After years of planning to use the Sugar House Streetcar to help develop the neighborhood into a more inviting and walkable neighborhood, the city seems to have thrown the recently approved Sugar House Streetcar Corridor Plan out the window. One has to wonder where a homeless shelter sits in a more inviting and walkable mixed-use neighborhood. One of the City Council members agreed that "persuading a neighborhood to accept a shelter will be tough," remembering the backlash against the Inn Between homeless hospice. In addition, there now seems to be a fight in the council about what was planned for the Sugar House site. Originally, the council assumed that the women and children's shelter would be at the Sugar House facility, but after the backlash two of the council members indicated that they were against a homeless resource center next to the adjacent single family home neighborhood.

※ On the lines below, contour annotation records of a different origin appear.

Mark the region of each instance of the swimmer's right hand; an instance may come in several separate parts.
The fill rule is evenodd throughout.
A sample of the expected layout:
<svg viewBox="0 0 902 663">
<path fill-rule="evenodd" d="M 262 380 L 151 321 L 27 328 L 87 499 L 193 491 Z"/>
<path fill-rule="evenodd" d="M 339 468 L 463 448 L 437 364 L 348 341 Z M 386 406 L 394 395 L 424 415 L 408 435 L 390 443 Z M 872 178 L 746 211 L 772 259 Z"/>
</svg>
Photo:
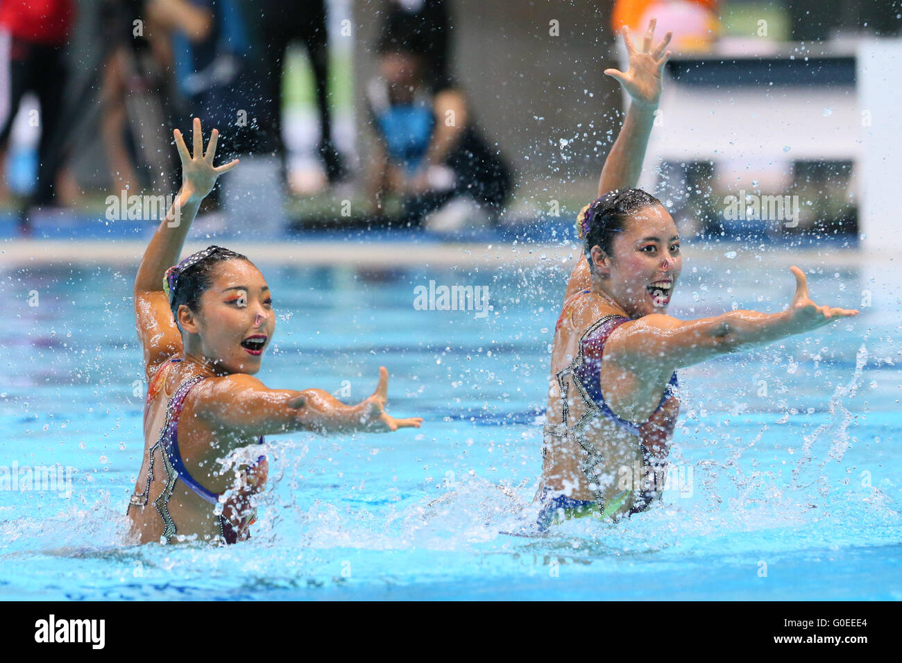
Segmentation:
<svg viewBox="0 0 902 663">
<path fill-rule="evenodd" d="M 856 308 L 818 306 L 808 296 L 808 283 L 805 272 L 798 267 L 790 267 L 789 270 L 796 276 L 796 294 L 793 296 L 792 304 L 786 310 L 790 334 L 816 329 L 834 320 L 859 314 Z"/>
<path fill-rule="evenodd" d="M 210 142 L 204 154 L 204 136 L 200 132 L 200 118 L 194 118 L 194 156 L 192 157 L 182 138 L 181 132 L 173 130 L 175 146 L 179 150 L 181 160 L 181 188 L 189 195 L 189 199 L 202 200 L 213 190 L 216 179 L 224 172 L 228 172 L 238 165 L 238 160 L 234 159 L 223 166 L 214 166 L 213 157 L 216 153 L 216 142 L 219 131 L 214 129 L 210 134 Z"/>
<path fill-rule="evenodd" d="M 389 372 L 385 366 L 379 367 L 379 384 L 370 398 L 360 403 L 361 423 L 364 428 L 373 433 L 388 433 L 398 428 L 419 428 L 423 423 L 421 417 L 395 419 L 385 411 L 388 402 Z"/>
</svg>

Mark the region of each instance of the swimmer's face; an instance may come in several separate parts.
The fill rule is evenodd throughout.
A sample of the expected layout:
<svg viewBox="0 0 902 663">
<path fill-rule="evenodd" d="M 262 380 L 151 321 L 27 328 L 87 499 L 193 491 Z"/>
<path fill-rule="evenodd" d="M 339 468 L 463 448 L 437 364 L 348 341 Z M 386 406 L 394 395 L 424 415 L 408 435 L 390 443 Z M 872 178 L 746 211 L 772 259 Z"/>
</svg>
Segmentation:
<svg viewBox="0 0 902 663">
<path fill-rule="evenodd" d="M 200 296 L 200 310 L 179 307 L 182 328 L 197 333 L 199 351 L 226 373 L 254 374 L 276 327 L 270 288 L 260 270 L 244 260 L 228 260 L 214 272 L 213 283 Z"/>
<path fill-rule="evenodd" d="M 611 258 L 599 246 L 592 249 L 595 271 L 606 274 L 604 289 L 633 319 L 667 313 L 683 270 L 673 217 L 660 205 L 641 209 L 612 244 Z"/>
<path fill-rule="evenodd" d="M 413 86 L 419 79 L 419 57 L 414 53 L 383 53 L 379 71 L 391 86 Z"/>
</svg>

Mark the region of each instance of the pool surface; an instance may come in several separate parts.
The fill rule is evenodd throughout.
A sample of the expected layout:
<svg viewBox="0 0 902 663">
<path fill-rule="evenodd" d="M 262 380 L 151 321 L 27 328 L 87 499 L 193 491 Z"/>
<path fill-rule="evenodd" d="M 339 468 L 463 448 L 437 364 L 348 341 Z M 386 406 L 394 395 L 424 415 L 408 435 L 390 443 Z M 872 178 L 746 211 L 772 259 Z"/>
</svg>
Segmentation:
<svg viewBox="0 0 902 663">
<path fill-rule="evenodd" d="M 789 272 L 741 253 L 686 260 L 670 313 L 785 308 Z M 566 272 L 258 265 L 278 313 L 258 377 L 357 401 L 385 365 L 390 410 L 422 428 L 270 437 L 252 540 L 125 545 L 145 390 L 133 269 L 0 262 L 0 465 L 70 476 L 0 490 L 0 598 L 902 598 L 892 262 L 800 263 L 815 301 L 861 315 L 680 370 L 679 484 L 629 520 L 535 538 L 504 532 L 533 509 Z M 430 281 L 487 286 L 492 309 L 415 308 Z"/>
</svg>

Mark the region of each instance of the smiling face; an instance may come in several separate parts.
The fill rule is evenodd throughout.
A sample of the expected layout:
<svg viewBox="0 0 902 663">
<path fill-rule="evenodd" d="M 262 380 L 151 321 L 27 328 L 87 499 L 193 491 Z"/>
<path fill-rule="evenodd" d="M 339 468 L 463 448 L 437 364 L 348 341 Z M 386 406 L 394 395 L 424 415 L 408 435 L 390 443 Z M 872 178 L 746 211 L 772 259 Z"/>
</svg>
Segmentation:
<svg viewBox="0 0 902 663">
<path fill-rule="evenodd" d="M 186 352 L 213 364 L 217 373 L 253 375 L 260 370 L 276 318 L 260 270 L 244 260 L 228 260 L 216 266 L 198 311 L 179 307 L 179 323 L 187 334 Z"/>
<path fill-rule="evenodd" d="M 660 205 L 634 212 L 626 228 L 612 243 L 612 256 L 592 248 L 601 286 L 633 319 L 667 313 L 683 269 L 679 233 L 673 217 Z"/>
</svg>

In the America's Great Neighborhood Award, under Community Engagement, the award listed "Extensive public participation; for 35 years citizens have participated in every planning process affecting the neighborhood."

The homeless site selection process ignored the implied promise that this award-winning neighborhood would continue to be inviting. Sugar House homeowners and businesses deserve protection of one of America's Great Neighborhoods. A homeless shelter in a quiet single family home neighborhood should be the last thing a city should consider.

The homeless sites plan should drop the Sugar House location and the city should save its $7 million for better uses.

Christopher Sveiven lives in Sugar House and will soon join the Sugar House Community Council.